Law & Order Special Victims Unit

Eric Liebowitz/NBC

Earlier this afternoon I hit a Hollywood Radio & Television Society Newsmaker Luncheon Series on health care and medical insurance issues that was keynoted by the exceptional Sally Field and featured three very excellent TV bosses talking about health care issues on and around their shows: ER's John Wells, Scrubs' Bill Lawrence and Law & Order: Special Victims Unit's Dr. Neal Baer.

More from Wells and Lawrence later, but for now I wanted to share the season-10 dish spilled by Baer on his show, which just so happens to the best-rated program on all of NBC, and Baer's take on how a crime show can make a positive impact on the public health.

Read on to find out about a major S10 arc for one of the two characters pictured above...

Neal Baer

Jean Baptiste Lacroix/WireImage.com

Secret Humanitarian Agenda: SVU show runner Neal Baer has a real life medical degree and is a licensed pediatrician, so he makes a point to stealthily include medical topics and health education in the show. He told me, "Because I'm a physician, I think medically. So when I came on SVU in 2000, the first thing I did was hire Tamara Tunie and B.D. Wong as doctors: a pathologist and a psychiatrist. It became a much more medically oriented show." (Does anyone else remember the episode where Tunie's character explained on the stand how adolescent alcohol abuse actually Swiss-cheeses your brain? I'm still a little freaked out!)

Topics of Note: The subject of the luncheon was the health care crisis at large (see DividedWeFail.com for more on the topics discussed), but Baer tends to keep the show more specific. He said, "We're doing one this season about HIV deniers. There's a group of people in the country who deny that HIV exists." Wasn't Hollywood madam Heidi Fleiss' pediatrician dad Dr. Paul Fleiss involved in something related to that? "I don't believe he's a denier, but he took care of a kid, he didn't know the kid had AIDS, because the mother didn't believe that HIV caused AIDS. So we're always looking for medical topics—[HIV deniers], transplantation awareness, or we did one on a genetic disease called Williams syndrome last year. We're always looking to tie the medicine in with the crime. It does work, because so much of our show is psychological."

Speaking of Psychology: You know how Elliot Stabler hates shrinks? Well, that's gonna be an issue this season, because Baer told me that he's planning something in that area that involves Stabler's character. According to Baer, "[We're working on] a major storyline for Chris Meloni—a mental-health issue—it'll be very big for our show." Does it involve his mental health? "Someone else's." His wife's? Or maybe one of the kids? "Can't say yet." Damn!

Character Shuffle: FWIW, other than the new ADA—whom they have not hired—there are no new characters expected for season 10.

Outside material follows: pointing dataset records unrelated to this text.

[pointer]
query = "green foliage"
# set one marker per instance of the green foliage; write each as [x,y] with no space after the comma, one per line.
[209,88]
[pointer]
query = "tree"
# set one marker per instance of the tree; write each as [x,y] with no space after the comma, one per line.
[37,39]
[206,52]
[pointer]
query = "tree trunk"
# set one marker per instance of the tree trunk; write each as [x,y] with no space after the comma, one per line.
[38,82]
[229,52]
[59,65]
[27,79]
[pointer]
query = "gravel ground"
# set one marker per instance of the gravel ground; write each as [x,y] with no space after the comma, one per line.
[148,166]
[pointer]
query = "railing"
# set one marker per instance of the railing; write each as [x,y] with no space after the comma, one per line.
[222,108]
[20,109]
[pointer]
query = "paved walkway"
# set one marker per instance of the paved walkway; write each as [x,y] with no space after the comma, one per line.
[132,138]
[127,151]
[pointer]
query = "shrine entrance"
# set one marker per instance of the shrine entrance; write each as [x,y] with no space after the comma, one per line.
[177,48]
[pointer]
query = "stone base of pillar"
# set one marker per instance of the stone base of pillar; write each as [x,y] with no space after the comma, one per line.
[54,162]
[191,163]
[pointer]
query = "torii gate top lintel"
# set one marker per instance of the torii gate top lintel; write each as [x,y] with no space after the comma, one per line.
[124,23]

Who Said TV Isn't Educational? Keep tuning in to SVU to have a little knowledge subtly stuffed into your brain. According to Baer, mixing in public-health info with a little whodunit works to get the message across. He said, "We know we have made a huge impact, because we've done studies. We did a study when I was on ER that looked at what people learned from the show. We did a pretest and posttest on human papilloma virus and cervical cancer. Nine percent knew before the showed aired that HPV caused cervical cancer, after the show, 30 percent. And we didn't tell them, 'watch the show to learn that.' "

As Johnny Drama would say...VICTOOORRRY!